経済学部では、証券市場における資金調達や運用、リスク管理や今後の動向などについて学ぶ「現代証券市場論」を開講しています。この授業では、野村證券株式会社の現役社員の方から、証券市場における最新の情報を学ぶことができます。今回は、金融公共公益法人部の塚嵜 智志氏に登壇いただき「資本市場における投資家心理」をテーマに講義が行われました。

(学生ライター 経済学部4年次 小林 礼夏)


未来の不確かな見通しのもとで、選択・意思決定が求められる投資において、注意すべきことは何でしょう。投資家は取引において合理的な行動を取ることが必要不可欠です。しかしながら私たち人間は一時的な感情や思い込みによって合理的ではない行動をとってしまいます。
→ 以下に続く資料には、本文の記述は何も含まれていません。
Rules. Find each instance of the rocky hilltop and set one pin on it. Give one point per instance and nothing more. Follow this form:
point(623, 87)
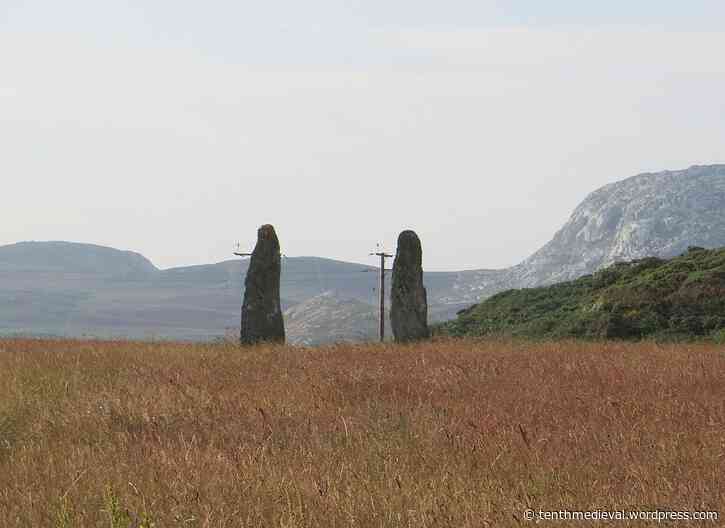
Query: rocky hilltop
point(649, 215)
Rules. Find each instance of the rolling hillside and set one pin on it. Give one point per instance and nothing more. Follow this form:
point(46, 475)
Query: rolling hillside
point(681, 298)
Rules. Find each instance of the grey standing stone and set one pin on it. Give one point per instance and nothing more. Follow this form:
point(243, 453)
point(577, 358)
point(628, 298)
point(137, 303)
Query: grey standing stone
point(409, 302)
point(261, 309)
それを避けるために、投資家心理について学ぶことはとても重要なのだそうです。
どのような状況で心理的なバイアスがかかり合理的でない選択をとってしまうのか、塚嵜氏は以下のような問いを交えながらわかりやすく解説されました。

「ジョンはアメリカ人である。学生時代の友人は彼を次のように評している。『彼はとても物静かでよく勉強していた。整理整頓が得意で、細かいところにも気が付く人だ』。では、現在のジョンの職業は図書館員、セールスマン、どちらがもっともらしいと考えるか?」

この問いに対し多くの学生が図書館員に手をあげていました。これは、典型的と思われるものを判断に利用してしまう「代表性ヒューリスティック」という心理が働いています。アメリカで図書館員の人数はセールスマンより遥かに少ないという確率的な情報は完全に無視されており、合理的な選択とはいえません。

その後、塚嵜氏はこういった心理が投資行動にも表れていることを実際のデータを用いて解説され、学生から質問を集め双方向のコミュニケーションを取りながら授業を進めて行く中で、学生の理解が進み、深まって行く様子でした。

投資家心理を学び合理的に判断する力を養うことは、投資だけでなく日々のさまざまな選択でも最善の選択をする際に役立ちます。ついつい思い込みや目の前の情報だけで判断してしまいがちですが、周りの情報に流されず正しい選択を取る力を学生のうちに養っていきたいです。